NO WRITER ATTRIBUTED

A recent Cambridge Chronicle editorial called the city's landladies "the forgotten women" and blamed it on the new Graduate Center and the Alumni Bulletin.

In an Alumni Bulletin article extolling the new Graduate Center, there was no space for "at least one kind word for that useful local institution and force for good, the Cambridge landlady," the Chronicle said. But the houses were not, the Chronicle protests, "unfriendly" as the Bulletin claimed.

"These houses," the Chronicle points out, "are owned by landladies who have hearts of gold and who have been second mothers to the lucky graduate students who have come under their wing."

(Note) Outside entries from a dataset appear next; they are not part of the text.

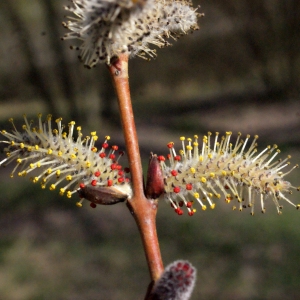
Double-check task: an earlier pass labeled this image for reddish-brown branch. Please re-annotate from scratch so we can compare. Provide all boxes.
[109,55,163,281]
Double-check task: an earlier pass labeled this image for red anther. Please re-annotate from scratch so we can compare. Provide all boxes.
[185,183,193,191]
[157,155,166,162]
[177,208,183,216]
[171,170,178,176]
[173,186,180,194]
[94,171,101,177]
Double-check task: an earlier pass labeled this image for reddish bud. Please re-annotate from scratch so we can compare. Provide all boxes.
[77,185,128,207]
[145,153,164,199]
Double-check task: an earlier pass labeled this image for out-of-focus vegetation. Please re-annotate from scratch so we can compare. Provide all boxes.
[0,0,300,300]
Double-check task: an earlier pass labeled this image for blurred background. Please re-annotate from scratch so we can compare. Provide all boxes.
[0,0,300,300]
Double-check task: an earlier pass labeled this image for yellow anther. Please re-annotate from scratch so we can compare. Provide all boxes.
[66,175,72,181]
[194,193,199,199]
[190,168,196,174]
[49,184,56,191]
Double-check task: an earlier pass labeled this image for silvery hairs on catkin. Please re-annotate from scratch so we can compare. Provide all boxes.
[63,0,201,68]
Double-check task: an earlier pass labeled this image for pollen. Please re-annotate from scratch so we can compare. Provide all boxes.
[159,131,300,216]
[0,114,131,205]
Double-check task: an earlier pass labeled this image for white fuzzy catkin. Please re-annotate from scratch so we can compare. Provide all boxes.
[0,114,132,206]
[158,132,300,216]
[63,0,201,68]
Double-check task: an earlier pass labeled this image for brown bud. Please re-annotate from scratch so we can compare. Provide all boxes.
[145,153,164,199]
[77,185,128,205]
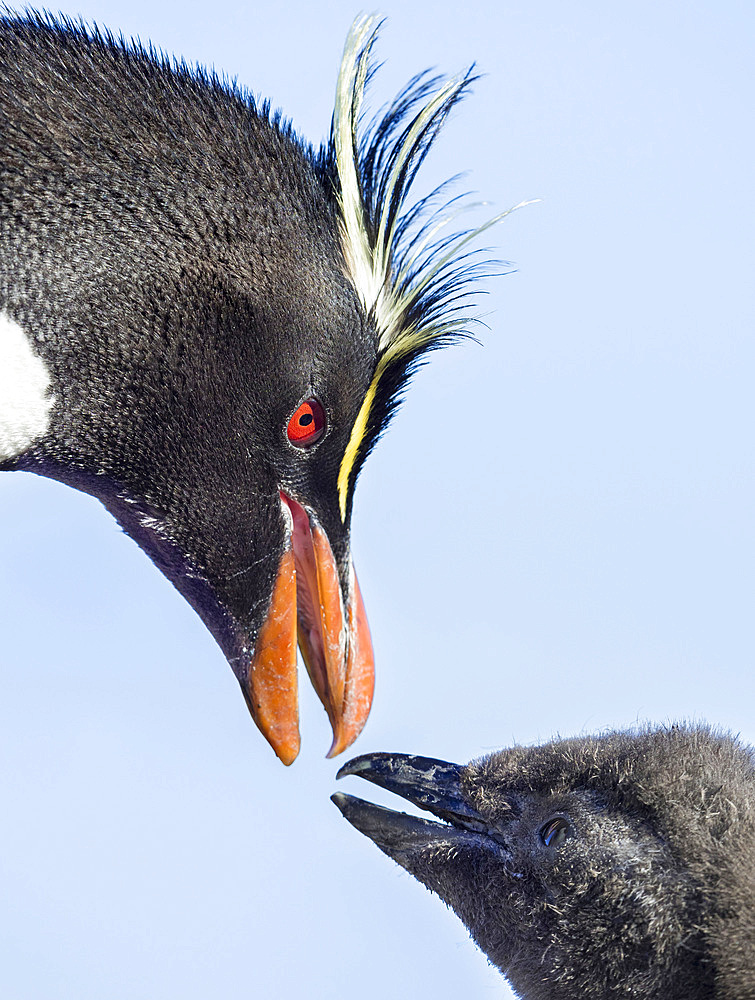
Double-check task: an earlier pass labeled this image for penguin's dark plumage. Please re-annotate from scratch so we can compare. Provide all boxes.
[333,726,755,1000]
[0,14,508,763]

The Chronicle lists the services these "second mothers" were supposed to have performed for student roomers. "They leave home-made cookies on their bureaus, give them wise advice on affairs of the heart, and loan them money when they are out of funds." One graduate student commented, "I had to pay 60 percent interest on those loans."

Graduate students will have certain disadvantages living in the Graduate Center, the editorial says. "The girls whom the Graduate Center boys pick up in the drug stores and cafes will probably not be as pretty or as good as the girls to whom any Cambridge landlady would gladly introduce them."

In addition, the Chronicle states, the Graduate Center student will spend his days in an ivory-towered igloo of stone and glass rather than in the reality of Cambridge life.